Later on in his book, Maeda touches on the aspect of “Trust” when it comes to simplicity in design. Invoking the fact that technology is making processes simpler by the day because we have put trust into our Gmail’s ability to suggest the correct additional contacts after we type in one name, or we put trust in our phone’s auto-correct system, because maybe our thumbs aren’t the most agile.
As I was puzzling this post out in my head, I told friends that I was about to compare higher ed to the amazing documentary, “Jiro Dreams of Sushi.” I’m getting to that.
On page 76, Maeda invokes, as part of his chapter on Trust, the concept of omakase, which can roughly translate to “I leave it up to you,” where you are leaving your meal up to the sushi chef, who is a master of their craft. They are able to read your disposition, gauge your reactions to a certain piece, and alter their menu to deliver the best possible series of sushi to you for your meal.
This part of the chapter, and thinking on the documentary on Jiro, got me thinking about what simplicity, and particularly trust can bring to higher education and student affairs. Are we trusted to be masters of a craft, or do students trust us to give them the best possible information at all times? Are we good enough that students and other folks around the university can say “I leave it up to you?” Is that what we should be striving for?
Is there something to this in how we advise/connect/collaborate? Obviously, there is no one-size fits all philosophy to communication with each student or staff or faculty, and what works with your student government president certainly won’t work the same with your programming board president. Additionally, in my working with graduate students when it comes to alcohol at their events, once I get to know them, our conversation shifts, and the alcohol approval process is simpler, because trust is formed. Processes are made simpler by trust. And our field relies so much on trust.

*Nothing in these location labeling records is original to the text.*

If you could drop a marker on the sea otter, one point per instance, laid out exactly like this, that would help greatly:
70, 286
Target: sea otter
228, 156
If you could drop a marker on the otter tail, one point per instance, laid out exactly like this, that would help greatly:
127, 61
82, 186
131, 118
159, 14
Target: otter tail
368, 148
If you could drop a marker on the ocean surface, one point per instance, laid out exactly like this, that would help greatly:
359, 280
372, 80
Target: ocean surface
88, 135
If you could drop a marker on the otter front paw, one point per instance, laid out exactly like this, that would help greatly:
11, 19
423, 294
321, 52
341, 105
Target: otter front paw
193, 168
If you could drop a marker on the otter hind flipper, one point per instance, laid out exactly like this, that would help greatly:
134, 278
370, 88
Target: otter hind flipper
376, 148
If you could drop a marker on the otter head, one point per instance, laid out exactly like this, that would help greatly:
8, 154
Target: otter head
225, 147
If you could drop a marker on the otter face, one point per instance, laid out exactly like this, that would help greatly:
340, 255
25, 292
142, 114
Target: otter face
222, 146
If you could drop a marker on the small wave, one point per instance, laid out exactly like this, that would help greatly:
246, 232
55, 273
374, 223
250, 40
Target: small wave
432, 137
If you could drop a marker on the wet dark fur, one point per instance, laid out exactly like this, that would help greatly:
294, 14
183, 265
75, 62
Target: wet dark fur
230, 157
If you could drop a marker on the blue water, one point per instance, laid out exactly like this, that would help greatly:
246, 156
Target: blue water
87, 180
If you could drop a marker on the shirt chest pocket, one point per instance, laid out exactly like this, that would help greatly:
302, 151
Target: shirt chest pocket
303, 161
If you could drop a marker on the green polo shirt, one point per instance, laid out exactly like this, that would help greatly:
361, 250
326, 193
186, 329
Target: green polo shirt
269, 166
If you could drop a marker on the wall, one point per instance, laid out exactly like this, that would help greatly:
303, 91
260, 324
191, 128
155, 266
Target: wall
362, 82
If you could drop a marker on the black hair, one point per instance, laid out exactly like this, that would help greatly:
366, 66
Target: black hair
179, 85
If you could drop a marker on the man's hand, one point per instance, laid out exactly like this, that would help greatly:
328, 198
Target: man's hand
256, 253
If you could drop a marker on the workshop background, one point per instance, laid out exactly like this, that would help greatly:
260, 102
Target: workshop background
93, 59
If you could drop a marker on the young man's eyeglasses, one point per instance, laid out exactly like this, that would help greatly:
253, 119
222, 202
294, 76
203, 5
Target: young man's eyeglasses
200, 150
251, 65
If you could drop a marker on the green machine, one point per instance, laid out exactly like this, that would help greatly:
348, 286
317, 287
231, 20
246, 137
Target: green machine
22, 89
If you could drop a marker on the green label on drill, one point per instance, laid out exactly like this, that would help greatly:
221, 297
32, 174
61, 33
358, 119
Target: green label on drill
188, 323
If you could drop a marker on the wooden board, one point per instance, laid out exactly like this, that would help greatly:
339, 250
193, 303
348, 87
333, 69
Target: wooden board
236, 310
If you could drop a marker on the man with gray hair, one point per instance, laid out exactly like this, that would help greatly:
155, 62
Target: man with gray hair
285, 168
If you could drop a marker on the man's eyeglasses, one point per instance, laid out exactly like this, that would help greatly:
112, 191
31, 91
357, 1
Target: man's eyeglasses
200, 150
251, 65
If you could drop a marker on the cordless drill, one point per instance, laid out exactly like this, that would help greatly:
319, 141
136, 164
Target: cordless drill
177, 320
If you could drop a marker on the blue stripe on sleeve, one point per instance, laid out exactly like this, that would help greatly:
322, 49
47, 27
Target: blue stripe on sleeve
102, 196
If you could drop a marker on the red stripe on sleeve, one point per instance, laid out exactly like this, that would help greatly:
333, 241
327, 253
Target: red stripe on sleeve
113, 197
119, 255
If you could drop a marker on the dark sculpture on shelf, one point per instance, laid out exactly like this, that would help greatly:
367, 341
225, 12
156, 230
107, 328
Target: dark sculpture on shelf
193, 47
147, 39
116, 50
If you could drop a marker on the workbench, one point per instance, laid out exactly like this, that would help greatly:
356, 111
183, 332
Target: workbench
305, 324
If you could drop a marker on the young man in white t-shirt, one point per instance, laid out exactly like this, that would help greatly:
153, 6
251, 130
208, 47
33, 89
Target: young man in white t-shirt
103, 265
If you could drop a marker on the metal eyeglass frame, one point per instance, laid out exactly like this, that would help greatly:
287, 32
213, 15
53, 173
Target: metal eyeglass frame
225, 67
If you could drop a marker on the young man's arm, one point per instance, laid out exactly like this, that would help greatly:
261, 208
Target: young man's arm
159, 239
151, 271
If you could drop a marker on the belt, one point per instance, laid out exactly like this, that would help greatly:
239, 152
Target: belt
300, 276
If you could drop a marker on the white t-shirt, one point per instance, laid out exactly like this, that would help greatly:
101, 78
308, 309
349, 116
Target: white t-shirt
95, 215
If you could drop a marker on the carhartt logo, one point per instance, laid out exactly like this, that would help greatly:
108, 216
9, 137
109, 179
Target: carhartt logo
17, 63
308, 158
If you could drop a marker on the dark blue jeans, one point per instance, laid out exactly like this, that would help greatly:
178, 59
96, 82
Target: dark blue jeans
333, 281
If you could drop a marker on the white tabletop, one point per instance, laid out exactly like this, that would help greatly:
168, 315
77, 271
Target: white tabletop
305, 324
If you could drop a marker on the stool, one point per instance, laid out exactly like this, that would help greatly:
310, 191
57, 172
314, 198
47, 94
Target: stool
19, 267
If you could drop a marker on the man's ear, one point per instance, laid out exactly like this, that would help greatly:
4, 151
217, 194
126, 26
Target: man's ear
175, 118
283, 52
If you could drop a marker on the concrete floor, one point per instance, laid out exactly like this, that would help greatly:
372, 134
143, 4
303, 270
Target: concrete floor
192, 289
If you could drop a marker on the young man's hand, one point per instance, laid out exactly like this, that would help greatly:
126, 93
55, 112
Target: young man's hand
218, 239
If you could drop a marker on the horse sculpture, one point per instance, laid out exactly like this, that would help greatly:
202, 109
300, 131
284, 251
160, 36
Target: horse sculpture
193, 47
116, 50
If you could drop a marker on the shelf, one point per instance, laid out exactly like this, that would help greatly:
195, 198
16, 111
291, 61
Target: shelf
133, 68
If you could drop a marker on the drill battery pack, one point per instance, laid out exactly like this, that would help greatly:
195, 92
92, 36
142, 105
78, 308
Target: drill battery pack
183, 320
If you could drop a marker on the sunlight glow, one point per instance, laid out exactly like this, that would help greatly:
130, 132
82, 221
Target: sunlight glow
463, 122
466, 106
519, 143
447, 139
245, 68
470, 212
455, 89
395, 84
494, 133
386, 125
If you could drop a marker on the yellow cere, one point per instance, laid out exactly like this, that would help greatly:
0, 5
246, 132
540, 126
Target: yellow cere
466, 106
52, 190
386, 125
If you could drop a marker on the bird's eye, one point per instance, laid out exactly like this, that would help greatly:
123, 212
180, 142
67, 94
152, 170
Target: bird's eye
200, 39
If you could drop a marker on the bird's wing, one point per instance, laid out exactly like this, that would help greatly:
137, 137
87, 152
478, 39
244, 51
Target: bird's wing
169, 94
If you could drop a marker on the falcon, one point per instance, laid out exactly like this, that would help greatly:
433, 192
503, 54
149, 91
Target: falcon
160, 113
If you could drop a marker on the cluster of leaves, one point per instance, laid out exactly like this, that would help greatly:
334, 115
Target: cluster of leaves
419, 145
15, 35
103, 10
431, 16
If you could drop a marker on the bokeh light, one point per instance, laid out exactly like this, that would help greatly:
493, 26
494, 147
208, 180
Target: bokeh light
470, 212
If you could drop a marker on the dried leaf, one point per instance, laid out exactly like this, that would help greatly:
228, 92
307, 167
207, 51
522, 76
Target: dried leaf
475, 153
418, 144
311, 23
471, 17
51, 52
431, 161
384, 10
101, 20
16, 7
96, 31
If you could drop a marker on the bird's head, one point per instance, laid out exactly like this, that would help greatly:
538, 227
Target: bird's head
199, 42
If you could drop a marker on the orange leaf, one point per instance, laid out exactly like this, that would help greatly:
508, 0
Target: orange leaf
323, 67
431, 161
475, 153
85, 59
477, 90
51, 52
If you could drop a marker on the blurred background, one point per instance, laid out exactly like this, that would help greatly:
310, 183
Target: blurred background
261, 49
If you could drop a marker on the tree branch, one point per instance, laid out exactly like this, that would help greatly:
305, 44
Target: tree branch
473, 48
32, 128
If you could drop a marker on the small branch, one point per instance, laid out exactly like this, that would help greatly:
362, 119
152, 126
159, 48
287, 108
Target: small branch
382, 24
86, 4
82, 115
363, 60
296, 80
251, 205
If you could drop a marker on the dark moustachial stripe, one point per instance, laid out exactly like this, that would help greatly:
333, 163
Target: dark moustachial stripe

Getting back to our boy Jiro, just as he preps his fish for weeks, getting them to the right texture and flavor, I’m expected to be prepared for upcoming meetings, and there is weeks and months of preparation for a program, because the experience should be just as enjoyable for the audience. In my job, I serve as a consultant to over 460 organizations on event policy, regulations, and other processes. Just like he reads his customers, sees how they pick up their sushi, how long they chew, and then adjusts the experience to best suit the individual tastes of each, I hope that I can achieve that ability to effectively read and serve the students I work for and with. It’s a lofty and pie-in-the-sky goal, but I think it’s a good one. I think nothing but good experience for all involved can come from it.